How to correctly apply spectral normalization for WGAN?

ZimoNitrome · November 21, 2021, 10:02am

I am using aladdinperssons code for WGAN-GP: Machine-Learning-Collection/ML/Pytorch/GANs/4. WGAN-GP/train.py at master · aladdinpersson/Machine-Learning-Collection · GitHub

and removed the GP part and instead applied spectral normalization to both the critic and the generator as follows:

critic_fake = critic(fake).reshape(-1)
gp = gradient_penalty(critic, real, fake, device=device)
loss_critic = (
    -(torch.mean(critic_real) - torch.mean(critic_fake)) + LAMBDA_GP * gp
)
critic.zero_grad()

becomes:

critic_fake = critic(fake).reshape(-1)
loss_critic = (
    -(torch.mean(critic_real) - torch.mean(critic_fake))
)
critic.zero_grad()

and:

# initialize gen and disc, note: discriminator should be called critic,
# according to WGAN paper (since it no longer outputs between [0, 1])
gen = Generator(Z_DIM, CHANNELS_IMG, FEATURES_GEN).to(device)
critic = Discriminator(CHANNELS_IMG, FEATURES_CRITIC).to(device)
initialize_weights(gen)
initialize_weights(critic)

becomes:

# initialize gen and disc, note: discriminator should be called critic,
# according to WGAN paper (since it no longer outputs between [0, 1])
gen = Generator(Z_DIM, CHANNELS_IMG, FEATURES_GEN).to(device)
critic = Discriminator(CHANNELS_IMG, FEATURES_CRITIC).to(device)
initialize_weights(gen)
initialize_weights(critic)
apply_spectral_norm(gen)
apply_spectral_norm(critic)

Where apply_spectral_norm() is defined as:

def flatten_network(net):
    flattened = [flatten_network(children) for children in net.children()]
    res = [net]
    for c in flattened:
        res += c
    return res

def apply_spectral_norm(net):
    # Apply spectral normalization for conv layers
    for p in flatten_network(net):
        if isinstance(p, (nn.Conv2d, nn.ConvTranspose2d, nn.Linear)):
            nn.utils.spectral_norm(p)

I expected the GAN to converge in similar speed but this is what I see:

(blue is WGAN-GP and red is WGAN-SN)

Any tips on what I am missing?

ZimoNitrome · November 22, 2021, 9:04pm

bumping this because I still haven’t found a good configuration

ZimoNitrome · November 23, 2021, 8:12pm

Maaaybe I have found 2 improvements that work.

#1: I think possibly my way of applying spectral norm was incorrect…
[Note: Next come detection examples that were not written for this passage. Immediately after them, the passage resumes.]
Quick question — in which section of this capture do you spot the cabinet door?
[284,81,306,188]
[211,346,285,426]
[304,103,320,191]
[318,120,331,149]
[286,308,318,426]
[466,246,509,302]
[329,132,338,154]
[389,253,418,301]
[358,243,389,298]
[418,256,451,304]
Now, I try to apply it to all conv, linear, and normalization layers:

def apply_spectral_norm(net: torch.nn.Module, power=1):
    for m in net.modules():
        if isinstance(m, (nn.Conv2d, nn.ConvTranspose2d, nn.Linear, nn.BatchNorm2d, nn.BatchNorm1d, nn.InstanceNorm2d, nn.InstanceNorm1d)):
            nn.utils.parametrizations.spectral_norm(m, n_power_iterations=power)

This also uses the updated and non-deprecated way of adding spectral norm.
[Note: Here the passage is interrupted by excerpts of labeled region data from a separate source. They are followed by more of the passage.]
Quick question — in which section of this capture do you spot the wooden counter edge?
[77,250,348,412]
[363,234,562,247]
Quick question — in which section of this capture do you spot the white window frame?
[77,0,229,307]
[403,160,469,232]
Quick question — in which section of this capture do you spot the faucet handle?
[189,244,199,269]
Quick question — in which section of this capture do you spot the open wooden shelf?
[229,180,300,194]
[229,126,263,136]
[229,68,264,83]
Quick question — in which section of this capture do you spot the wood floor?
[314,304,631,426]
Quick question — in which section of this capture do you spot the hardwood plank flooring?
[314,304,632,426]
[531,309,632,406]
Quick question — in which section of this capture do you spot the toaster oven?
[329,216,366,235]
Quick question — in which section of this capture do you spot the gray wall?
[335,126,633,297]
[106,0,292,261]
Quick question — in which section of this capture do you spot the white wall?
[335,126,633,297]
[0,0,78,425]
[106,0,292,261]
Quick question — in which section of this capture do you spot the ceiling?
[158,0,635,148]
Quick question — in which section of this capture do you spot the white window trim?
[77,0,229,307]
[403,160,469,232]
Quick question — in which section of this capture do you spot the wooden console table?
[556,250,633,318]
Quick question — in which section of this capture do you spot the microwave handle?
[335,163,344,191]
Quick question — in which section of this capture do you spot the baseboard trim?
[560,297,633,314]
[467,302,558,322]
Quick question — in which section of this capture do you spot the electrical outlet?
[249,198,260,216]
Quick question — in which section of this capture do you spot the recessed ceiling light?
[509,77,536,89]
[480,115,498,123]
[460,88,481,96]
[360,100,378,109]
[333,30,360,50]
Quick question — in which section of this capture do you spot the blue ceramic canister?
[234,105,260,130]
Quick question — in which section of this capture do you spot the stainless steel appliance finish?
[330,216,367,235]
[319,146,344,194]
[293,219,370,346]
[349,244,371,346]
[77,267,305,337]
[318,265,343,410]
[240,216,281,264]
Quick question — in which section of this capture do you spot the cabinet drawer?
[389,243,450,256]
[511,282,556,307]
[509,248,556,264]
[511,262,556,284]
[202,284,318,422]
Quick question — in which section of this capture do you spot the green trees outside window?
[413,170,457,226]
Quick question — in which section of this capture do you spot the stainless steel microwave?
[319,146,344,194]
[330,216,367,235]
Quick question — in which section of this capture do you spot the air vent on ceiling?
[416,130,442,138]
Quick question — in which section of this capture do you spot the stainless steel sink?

Maybe there is a better way to do this? Like check if “weight” exists in each module somehow.

#2: Now I only apply it to the discriminator:

# initialize gen and disc, note: discriminator should be called critic,
# according to WGAN paper (since it no longer outputs between [0, 1])
gen = Generator(Z_DIM, CHANNELS_IMG, FEATURES_GEN).to(device)
critic = Discriminator(CHANNELS_IMG, FEATURES_CRITIC).to(device)
initialize_weights(gen)
initialize_weights(critic)
# apply_spectral_norm(gen)
apply_spectral_norm(critic)

This seems to work better than previously.

ZimoNitrome · November 24, 2021, 8:57am

But trying this out on the minimal example stated above, it still does not compare at all:

hidden_machine · May 27, 2024, 8:01pm

If I’m not wrong, you’re supposed to apply spectral norm every iteration, and typically to only the critic. Also, increase the value of n_power_iterations if you haven’t, because it gives a better estimate of the spectral norm.
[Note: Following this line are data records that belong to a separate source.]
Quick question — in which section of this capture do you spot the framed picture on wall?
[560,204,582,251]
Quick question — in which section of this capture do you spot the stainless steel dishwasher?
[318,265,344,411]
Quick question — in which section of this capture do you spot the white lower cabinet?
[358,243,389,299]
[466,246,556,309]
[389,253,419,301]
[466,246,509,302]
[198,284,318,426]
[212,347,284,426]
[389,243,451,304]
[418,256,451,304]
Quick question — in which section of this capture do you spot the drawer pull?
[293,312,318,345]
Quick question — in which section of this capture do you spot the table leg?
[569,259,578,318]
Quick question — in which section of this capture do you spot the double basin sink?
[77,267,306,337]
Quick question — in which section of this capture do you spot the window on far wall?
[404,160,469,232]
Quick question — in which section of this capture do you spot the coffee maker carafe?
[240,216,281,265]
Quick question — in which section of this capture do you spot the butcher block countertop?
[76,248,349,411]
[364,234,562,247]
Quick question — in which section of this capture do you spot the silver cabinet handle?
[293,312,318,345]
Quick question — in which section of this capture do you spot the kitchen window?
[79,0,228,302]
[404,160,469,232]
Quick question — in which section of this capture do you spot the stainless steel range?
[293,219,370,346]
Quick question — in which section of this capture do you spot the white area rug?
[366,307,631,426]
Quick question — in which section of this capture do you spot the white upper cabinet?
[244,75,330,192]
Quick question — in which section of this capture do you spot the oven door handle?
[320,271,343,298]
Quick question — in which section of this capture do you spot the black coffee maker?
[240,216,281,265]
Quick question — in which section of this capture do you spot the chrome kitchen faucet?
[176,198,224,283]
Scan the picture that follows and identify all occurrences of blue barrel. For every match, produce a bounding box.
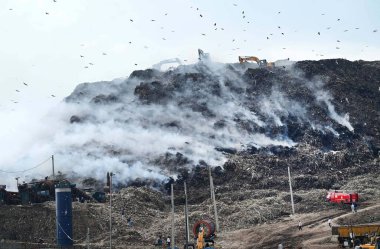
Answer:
[55,184,73,246]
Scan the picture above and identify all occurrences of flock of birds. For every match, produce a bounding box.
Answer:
[4,0,378,103]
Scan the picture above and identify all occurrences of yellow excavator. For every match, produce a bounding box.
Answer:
[239,56,275,68]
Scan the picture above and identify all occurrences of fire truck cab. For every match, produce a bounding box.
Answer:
[326,190,359,204]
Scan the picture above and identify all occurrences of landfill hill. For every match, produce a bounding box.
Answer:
[0,59,380,248]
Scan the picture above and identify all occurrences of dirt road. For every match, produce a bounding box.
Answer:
[219,204,380,249]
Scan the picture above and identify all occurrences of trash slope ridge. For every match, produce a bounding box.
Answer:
[57,59,380,185]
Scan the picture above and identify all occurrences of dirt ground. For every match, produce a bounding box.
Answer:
[219,204,380,249]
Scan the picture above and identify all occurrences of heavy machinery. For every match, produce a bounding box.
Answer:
[153,58,182,70]
[198,48,210,61]
[360,237,380,249]
[239,56,275,68]
[326,190,359,204]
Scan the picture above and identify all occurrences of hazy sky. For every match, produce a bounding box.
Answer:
[0,0,380,187]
Typically the learnable layers like convolution layers and dense layers have weights in the critic, you can manually apply it to that instead of having a function to check. I don’t think you need to have any other type of layer in the critic network afaik, cause things like batch normalization don’t help much in the critic network.

Did you try running it for more time? My guess is that since you are dividing by the spectral norm, the weights become closer to zero → so smaller gradients are being backpropagated → so the learning in the previous layers and the generator are slower. Increase the learning rate in case of the spectral norm example or just wait a bit longer.